La expresividad creativa de la naturaleza con sus inagotables
formas y su esencia divina, marcan profundamente la idiosincrasia
del Aikido que el Maestro Ueshiba nos legó.
Este legado
no trata exclusivamente de esquematizar con Katas-movimientos
estructurados, la mecánica de un movimiento ni bases inamovibles
de un pensamiento espiritual. Más bien intenta despertar
en nosotros esa parte de nuestro espíritu tan profundamente
oculta y individual para que pueda desarrollarse e integrarse
armónicamente a nuestro entorno.
No como clones
tácticos e ideológicos, sino como seres individuales,
que aportan en base a su experiencia y vivencia en sus
estudios y entrenamiento, nuevas expresiones (técnicas)
que permitan visualizar y solucionar hacia los demás y
sobre todo a sí mismo, el conflicto que genera la dualidad,
tanto en el
campo unipersonal (espíritu-cuerpo) como la generada del
exterior, cuando se nos invade sin nuestra aprobación
(ataque físico)
AI-KI-DO
"El camino que unifica mente y cuerpo"
Es en definitiva un puente inmaterial de reencuentro de
los divino y humano de la vida. Este pensamiento es pues
eterno, siempre ha existido. El Maestro Ueshiba
comentaba:
" Yo no he creado el Aikido, él mismo existe desde
la génesis de los tiempos, el Aiki no pertenece a nadie
y es de todos, yo solo he dado el paso para su comprensión."
El Aikido del Maestro Ueshiba sería (en base a sus
vivencias) extraordinariamente profundo, seguramente tendría
connotaciones difícilmente comprensivas para muchos de
nosotros. "Su Aiki" nacido de la influencia
en sus vivencias en el monje Onisaburo Deguchi y el Maestro
Takeda, los dos perfectamente diferenciados (Yin y Yan,
Cielo y Tierra), evolucionó constantemente hasta su muerte.
No podría
ser de otra manera el Aikido es evolutivo, expansivo en
todas sus formas. Sus practicantes deben esforzarse en
no ser fotocopìas de entrenadores o maestros, deben
evolucionar sin perder el sentido ni la síntesis del legado
que nos dejó un gran hombre O'Sensei.
No obstante
sería un error pensar que el Aikido se circunscribe a
una meditación espiritual como resultado de los anteriormente
expuesto. ¡En absoluto!, el Aikido es un arte marcial
y como tal debe de ser practicado. La preparación
física para obtener un rendimiento mental correcto, debe
ser la adecuada, el entrenamiento de nuestro cuerpo
debería ser proporcional a nuestro aprendizaje espiritual
para así obtener en equilibrio Psicosomático correcto.
Es pues que
a través de entrenamiento físico se llega a una mejor
comprensión del mundo espiritual, un cuerpo sano
necesita una preparación física correcta con educadores
competentes que sean capaces de hacer comprender la importancia
que tiene (por ejemplo) una lesión para la vida de un
deportista tanto en el campo físico como en el mental.
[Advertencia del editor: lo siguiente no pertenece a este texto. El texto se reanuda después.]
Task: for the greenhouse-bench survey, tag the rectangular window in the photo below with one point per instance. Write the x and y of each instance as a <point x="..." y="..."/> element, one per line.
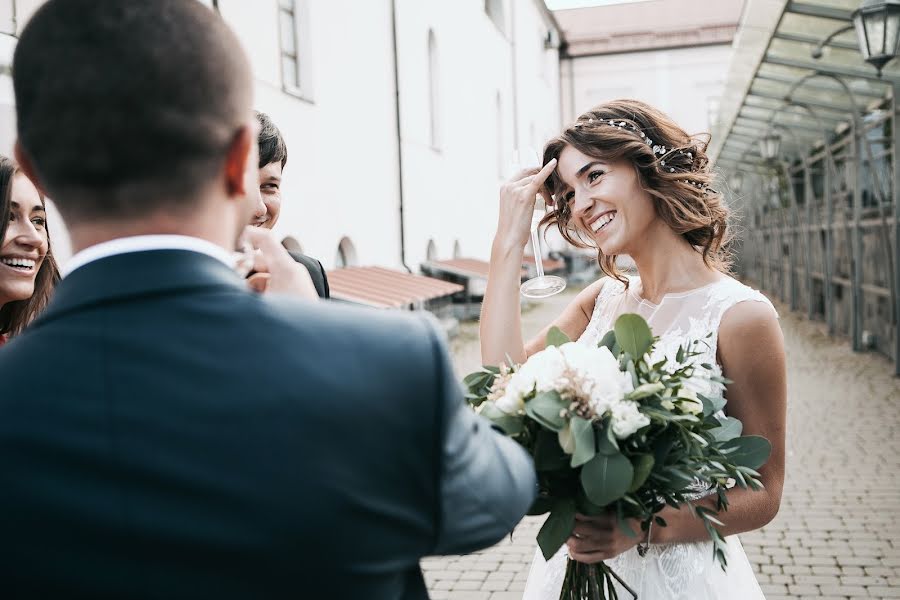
<point x="292" y="25"/>
<point x="8" y="17"/>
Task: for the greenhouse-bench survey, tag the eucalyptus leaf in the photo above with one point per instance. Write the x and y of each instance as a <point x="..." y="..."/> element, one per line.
<point x="642" y="464"/>
<point x="585" y="447"/>
<point x="556" y="337"/>
<point x="606" y="479"/>
<point x="633" y="335"/>
<point x="748" y="451"/>
<point x="606" y="440"/>
<point x="557" y="528"/>
<point x="609" y="340"/>
<point x="728" y="429"/>
<point x="548" y="455"/>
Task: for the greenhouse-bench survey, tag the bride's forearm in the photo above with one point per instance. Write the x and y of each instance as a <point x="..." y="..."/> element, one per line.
<point x="747" y="510"/>
<point x="501" y="314"/>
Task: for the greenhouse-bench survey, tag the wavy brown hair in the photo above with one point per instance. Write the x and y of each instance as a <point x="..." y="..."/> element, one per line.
<point x="678" y="180"/>
<point x="14" y="316"/>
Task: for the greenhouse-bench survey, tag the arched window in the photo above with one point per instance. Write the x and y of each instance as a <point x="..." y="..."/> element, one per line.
<point x="291" y="244"/>
<point x="434" y="92"/>
<point x="346" y="256"/>
<point x="495" y="10"/>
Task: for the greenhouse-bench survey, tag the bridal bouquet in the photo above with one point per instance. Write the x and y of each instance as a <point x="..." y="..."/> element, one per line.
<point x="619" y="428"/>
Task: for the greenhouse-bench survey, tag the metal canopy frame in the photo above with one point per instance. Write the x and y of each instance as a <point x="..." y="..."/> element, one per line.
<point x="819" y="104"/>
Y esto transmitirlo a los entrenadores par que protejan
la integridad de sus alumnos.
¡El Aikido
puede entenderse en cierto sentido como un deporte!,
si consideramos que concurren en él aspectos como el de
la educación física e integración psíquica del ser humano
en nuestra sociedad. Dificilmente podríamos comprender
el Aikido "racionalmente" sin practicarlo con
normas que respetan la integridad física. La práctica
de cualquier actividad física -en este caso un tatámiz-
está supeditada a la idea de no ser un infierno
en su práctica, más bien un lugar de respeto y honor hacia
los demás.
Por todo ello,
siendo el Aikido no competitivo no deja de ser un "deporte",
tanto en su práctica como en sus formas y didácticas el
Aikido es y se integra en el campo de la educación física.
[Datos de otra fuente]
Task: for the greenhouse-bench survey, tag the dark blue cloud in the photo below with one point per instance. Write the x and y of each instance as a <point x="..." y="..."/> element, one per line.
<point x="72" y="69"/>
Obviar conocimientos como la educación física, psicología,
pedagogía, biomecanica, nutrición, anatomía etc. supondría
un grave error para el preparador o profesor de
Aikido en la práctica del tatámiz pues pondría en peligro
ciertas limitaciones físicas y psicológicas dentro del
mundo del alumno haciendo que éste abandonara.
El departamento
de Aikido de Madrid seguirá trabajando en éste sentido
el especial para los menos veteranos, del que creemos,
como el más racional y comtemporáneo para el entrenamiento
y comprensión de la práctica del Aikido en todos sus asociados,
contando con ello con equipos de educadores federativos
en estos campos, teniendo como metas la realización del
ser humano tanto en el campo mental como en el físico
en consonancia con este gran arte marcial.